Critiques

Au Bal Des Actifs - Demain Le Travail, la critique

Par -- David --
2 mai 2017
Au Bal Des Actifs - Demain Le Travail, la critique
On a aimé
• La qualité des nouvelles proposés
On n'a pas aimé
• Pour pinailler, il manque le titre du recueil sur la tranche de l'ouvrage

Si la littérature s’abaisse parfois à servir d’objet promotionnel pour l’industrie du luxe comme pour les sacs Dior, il lui arrive encore de s’emparer du réel pour en interroger ses maux. De toutes les affres qui pavent notre société, l’emploi est le plus saillants. Il est à la fois un véritable enjeu politique et idéologique pour les uns et vecteur d’anxiété, voire de souffrance pour d’autres. Avec Le Bal des Actifs – Demain le Travail, aux éditions La Volte, Anne Adàm a réuni autour d’elle douze grands auteurs de science-fiction comme Alain Damasio, Catherine Dufour, Karim Berrouka, etc. pour ouvrir le ventre du sujet et disséquer ce que l’évolution du travail nous réserve. 

À l’instar de la série britannique Black Mirror, une bonne partie des nouvelles placent l’action dans un futur proche afin de rester collées au territoire du plausible. Dans Pâles Mâles, Catherine Dufour parle de la précarité du travail, ses personnages passant leur temps à tenter de décrocher des jobs de vingt-quatre heures. Stéphane Beauverger raconte dans son texte intitulé Canal 235 le parcours d’un travailleur du sexe qui a gagné son procès pour viol et qui, par voie de conséquence, a perdu des clients. Il se demande comment il va garder son appartement. Les deux héros de la nouvelle de Karim Berrouka (l’auteur du Club des Punks Contre l’Apocalypse Zombie, paru aux éditions ActuSF) enquêtent pour savoir si quelqu’un a tenu des propos syndicalistes prohibés au cours d’une conversation. Le Profil de Li-Cam raconte l’histoire d’une super profileuse qui peut influencer les désirs des personnes qui l’entourent. À travers un texte qui multiplie les points de vue, Iuvan, montre dans Miroirs la place prise par les IA dans la vie et le travail des hommes.

Dans certaines nouvelles le temps de l'action s'éloigne du futur proche comme avec La Fabrique de Cercueils de L.L. Kloetzer qui y aborde la grève qui frappe une usine de cercueils en sous-effectifs. Dans Vertigeo, Emmanuel Delporte narre comment une troupe d’ouvriers ne vivent que dans un but : construire une tour. Comme les contreurs dans la Horde du Contrevent, toute leur existence est vouée à l’élévation de cet immeuble.

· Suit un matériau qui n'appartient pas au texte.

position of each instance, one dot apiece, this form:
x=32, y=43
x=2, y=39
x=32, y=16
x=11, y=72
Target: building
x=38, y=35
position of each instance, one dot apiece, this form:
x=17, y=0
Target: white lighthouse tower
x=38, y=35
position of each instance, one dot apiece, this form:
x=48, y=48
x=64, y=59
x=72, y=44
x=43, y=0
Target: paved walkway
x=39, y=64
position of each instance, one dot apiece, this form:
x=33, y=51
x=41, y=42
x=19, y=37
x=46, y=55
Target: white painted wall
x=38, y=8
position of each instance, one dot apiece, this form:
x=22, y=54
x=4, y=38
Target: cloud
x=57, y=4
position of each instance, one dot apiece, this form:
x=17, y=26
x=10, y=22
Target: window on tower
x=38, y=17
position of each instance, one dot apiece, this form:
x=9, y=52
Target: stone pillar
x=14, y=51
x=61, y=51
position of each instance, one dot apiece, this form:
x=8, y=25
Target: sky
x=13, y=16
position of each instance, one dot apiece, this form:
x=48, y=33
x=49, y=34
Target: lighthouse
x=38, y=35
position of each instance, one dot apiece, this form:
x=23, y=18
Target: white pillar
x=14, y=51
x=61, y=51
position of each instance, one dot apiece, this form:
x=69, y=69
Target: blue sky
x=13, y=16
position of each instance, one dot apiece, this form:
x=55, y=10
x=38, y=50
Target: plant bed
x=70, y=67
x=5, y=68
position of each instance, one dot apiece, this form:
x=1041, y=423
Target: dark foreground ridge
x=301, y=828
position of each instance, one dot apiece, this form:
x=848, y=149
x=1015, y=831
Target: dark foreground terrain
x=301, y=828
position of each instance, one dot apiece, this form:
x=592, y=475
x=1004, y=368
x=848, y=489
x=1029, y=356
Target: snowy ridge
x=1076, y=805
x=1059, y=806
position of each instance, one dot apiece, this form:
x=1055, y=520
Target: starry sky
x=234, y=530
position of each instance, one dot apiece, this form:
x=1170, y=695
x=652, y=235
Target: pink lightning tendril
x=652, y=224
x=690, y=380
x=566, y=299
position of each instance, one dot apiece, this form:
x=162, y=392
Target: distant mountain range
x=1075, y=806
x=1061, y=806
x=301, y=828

Si l’ensemble des textes montre un paysage peu réjouissant de l’avenir du travail, des trouées apparaissent sous cette chape de plomb notamment dans CoÊve 2051 de Norbert Merjagnan. Cette nouvelle met en scène une société où les individus sont sans cesse jaugés par leurs pairs. Ganz Ore, le héros, se retrouve mêlé à des tensions entre deux entreprises au sujet d’un chat qu’il a recueilli. La nouvelle d’Alain Damasio parle d’une société libérée du travail où l’élite est issue de grandes écoles de créations, une sorte de HEC pour créatifs. Le personnage principal décroche enfin le stage de ses rêves, mais l’aventure ne se révèle pas à la hauteur de ses désirs. De l’autre côté du spectre, son père, lui, n’arrive pas à céder sa place à un robot qui est incapable de saisir toute l’essence de l’art de la cuisine.

Au détour d’une nouvelle, la science-fiction est mise de côté. Léo Henry propose de découvrir comment se réalise et se modifie un texte de correction en correction. Il a invité différents intervenants à faire des retours sur sa production. David Calvo garde la thématique de l’écrivain et replonge dans la fiction spéculative. À travers un récit épistolaire, il expose le quotidien d’un homme de plume confronté à l’absurdité des dérives du métier.

Ces brefs résumés ne rendent pas la qualité littéraire des nouvelles qui se trouvent dans ce recueil. Les auteurs nous offrent des textes puissants, qui au-delà de l’aspect idéologique, remettent au centre des enjeux un élément primordial, l’humain.

Ce livre, Au Bal Des Actifs – Demain Le Travail, touche au nerf même de notre réalité. Tour à tour, les auteurs ont exacerbé par le biais de la science-fiction la multiplicité des champs que recouvre le mot travail. S’attaquer à un sujet aussi sensible pouvait se révéler périlleux, mais les écrivains ont relevé ce défi avec talent. En cette période particulière, il est salutaire que ce genre de livre paraisse pour accompagner la réflexion de tous.